Welcome to the February 2011 edition of The Director's Dilemma.
The newsletter provides case studies that
have been written to help you to develop your
judgement as a company director. The case
studies are based upon real life; they focus on
complex and challenging boardroom issues which
can be resolved in a variety of ways. Each way
has different pros and cons for the individuals
and companies concerned. Every month this
newsletter presents an issue and several
Which response would you choose and why?
Wanda is a director of a small charitable
organisation. Last year the board approved an
ambitious fundraising drive to raise several
million dollars for a special project. The
organisation had a list of frequent donors to
campaigns but decided, as this was a large
campaign, to enlist professional help.
A professional firm was contracted to raise
the money on a combination of a fixed fee and
costs plus a percentage of the funds raised. The
percentage appeared reasonable and the fixed fee
was small in comparison to the target.
The campaign was a disaster. The
telemarketers had accents that donors could not
easily understand. Donors were wary of
foreigners calling regarding a local charity.

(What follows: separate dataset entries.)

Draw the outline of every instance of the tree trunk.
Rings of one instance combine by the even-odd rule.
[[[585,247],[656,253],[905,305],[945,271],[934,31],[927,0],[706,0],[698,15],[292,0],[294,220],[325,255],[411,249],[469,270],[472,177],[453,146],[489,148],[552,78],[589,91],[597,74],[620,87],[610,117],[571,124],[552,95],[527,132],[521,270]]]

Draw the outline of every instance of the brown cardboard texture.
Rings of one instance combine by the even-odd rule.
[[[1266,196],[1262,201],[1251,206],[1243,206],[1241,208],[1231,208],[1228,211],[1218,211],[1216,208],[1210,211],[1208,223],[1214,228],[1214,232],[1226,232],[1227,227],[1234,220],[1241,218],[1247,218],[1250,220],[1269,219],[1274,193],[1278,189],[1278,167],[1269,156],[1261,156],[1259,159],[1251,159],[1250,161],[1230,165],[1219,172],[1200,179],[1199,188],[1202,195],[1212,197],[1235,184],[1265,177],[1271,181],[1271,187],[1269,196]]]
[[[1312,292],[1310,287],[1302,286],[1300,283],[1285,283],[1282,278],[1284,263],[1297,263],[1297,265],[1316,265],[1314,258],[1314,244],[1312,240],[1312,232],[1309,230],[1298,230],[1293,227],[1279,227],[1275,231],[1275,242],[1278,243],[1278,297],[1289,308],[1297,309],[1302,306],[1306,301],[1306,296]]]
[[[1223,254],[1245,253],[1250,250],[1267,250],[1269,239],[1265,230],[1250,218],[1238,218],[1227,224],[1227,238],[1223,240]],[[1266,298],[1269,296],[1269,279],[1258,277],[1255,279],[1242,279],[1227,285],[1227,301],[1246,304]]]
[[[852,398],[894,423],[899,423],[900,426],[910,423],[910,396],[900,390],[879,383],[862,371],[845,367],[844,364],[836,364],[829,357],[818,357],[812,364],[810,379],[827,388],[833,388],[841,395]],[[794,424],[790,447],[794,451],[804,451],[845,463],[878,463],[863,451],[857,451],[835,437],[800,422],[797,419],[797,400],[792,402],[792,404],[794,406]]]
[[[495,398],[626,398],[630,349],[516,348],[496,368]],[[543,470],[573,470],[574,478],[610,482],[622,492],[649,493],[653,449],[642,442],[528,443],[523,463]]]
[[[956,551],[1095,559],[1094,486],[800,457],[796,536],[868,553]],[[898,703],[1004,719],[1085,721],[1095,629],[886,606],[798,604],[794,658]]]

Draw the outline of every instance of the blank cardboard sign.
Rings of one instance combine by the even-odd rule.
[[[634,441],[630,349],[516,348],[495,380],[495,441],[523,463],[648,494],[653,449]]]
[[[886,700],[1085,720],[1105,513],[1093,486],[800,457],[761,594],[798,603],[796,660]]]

Most refused to pledge anything and only one
donor, who is a real friend to the organisation,
gave a large amount.
The contractor also bought lists of
prospective new donors. These lists were out of
date and, again, when contact was made very few
of the targets contributed. At the end of the
campaign the costs almost equalled the money
raised and the organisation received only 9
cents of each dollar donated. The total retained
was less than the largest single donation.
The organisation discloses fundraising in
its annual report and the board members are
concerned because the large donor will see that
the funds raised are less than the amount he
personally donated. They will also have to delay
the project and know stakeholders will be
disappointed as this had been planned and
discussed with them.
What should Wanda do?
What Wanda should have done 'at the
beginning' is both obvious and irrelevant
because she finds herself facing the aftermath.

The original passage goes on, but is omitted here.